OK, here we go. This is classic early Fassbinder. Very stylized, theatrical, rhythmically slow, didactic. Gorgeous. Excruciating. Did I say slow? Great stylistic motifs. Lovely music, self-consciously foregrounded (never used invisibly to merely cue emotion). Beautiful flat, frontal framing. Luminous black and white. That fabulous ensemble cast. This would have made a great play (and, who knows, maybe it did?).
I love this movie! In many ways of course it’s a sketch for Ali: Fear Eats the Soul—same basic premise, in which a naïve and oddly virile gastarbeiter (played by Fassbinder himself) is persecuted by xenophobic Germans in the community he moves into (“invades”?)—except for one simple, trusting woman, Marie (Hanna Schygulla) who’s not like the others, who breaks ranks with her nasty, ignorant peers and falls in love with the stranger and endures mockery and rejection as a result. It’s a very simple story, but no less satisfying for that.
This one really works, in ways that Love Is Colder Than Death does not, quite, for me. Whereas the loner gangster story of the (only slightly) earlier movie felt a little forced, or borrowed, here Fassbinder has found a story he seems more comfortable with: the small mindedness and pettiness, selfishness and cruelty of his fellow citizens, Good Germans all, who are galvanized into solidarity against the threat of the Other in their midst. An old story, but one with special resonance, presumably, in a New Germany which had not yet even begun to broach let alone come to terms with its Nazi past. (Resonance too of course in a story told by an openly gay man in a country which had only a generation before interned homosexuals in concentration camps.)
But maybe I’m not putting this in the right terms. Maybe it’s not that Katzelmacher tells a story RWF is “more comfortable with.” Maybe its just an easier story to tell — it relies on already established images and types we’re all familiar with. Whereas RWF has no set of stock images or vocabulary or motifs that an audience could be relied on to connect with to tell the story of Love Is Colder Than Death. Because it’s not just an outsider love story, it’s a gay love story, and how do you tell such a story in Germany in 1969? Hence the reliance on the gangster theme. To be gay is to be an outlaw, outside of established or sanctioned morality. I haven’t really explored this idea (it just came to me), so I don’t know if it floats yet. But I think it’s worth pursuing. I’m thinking maybe there’s a connection between Love Is Colder Than Death and Querelle maybe? I don’t know. Anyway we’re still at the beginning of a career here in 1969 here—Querelle comes at the very end.
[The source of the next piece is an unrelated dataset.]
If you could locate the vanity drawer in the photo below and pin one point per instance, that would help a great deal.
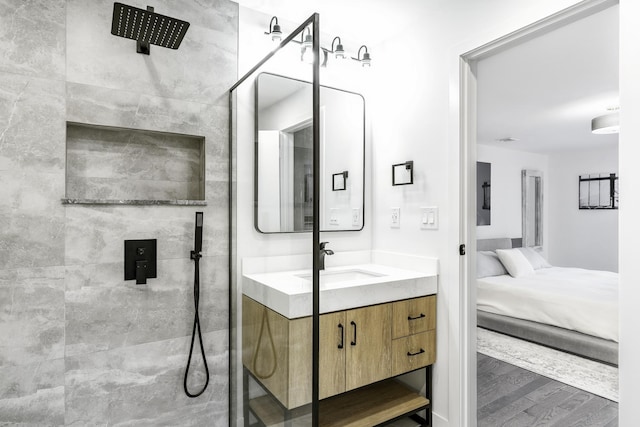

OK, so back to Katzelmacher. It’s interesting too because, while Jorgos is clearly the sympathetic center of the movie, he isn’t actually all that sympathetic. He is really pretty two-dimensional—there is no hint in the movie of any real depth or complexity of character. He is sympathetic because he is innocent and persecuted—with those big sad eyes in that soft round face he is more like an abused dog than a protaganist. Similarly, Marie is sympathetic only inasmuch as she loves Jorgos. She never really says why she loves him, beyond sensing gentleness and honesty in his eyes, or citing the fact that he is different from the others. Before she loved Jorgos she was in deep, abject love with one of the local thugs (who goes on to goad the other locals into finally attacking Jorgos). She’s really just a fool for love.
Maybe in this respect the movie anticipates not just Fear Eats the Soul but also some of the more extremely melodramatic of Fassbinder’s later movies, such as The Stationmaster’s Wife or In a Year with 13 Moons or The Bitter Tears of Petra von Kant. These are movies in which pure emotion trumps character, which I venture to say we’re getting a glimpse of already here, in 1969, in a movie about xenophobia and racism.
But maybe there are no characters in Fassbinder movies, only types? I suspect we’ll come back to that.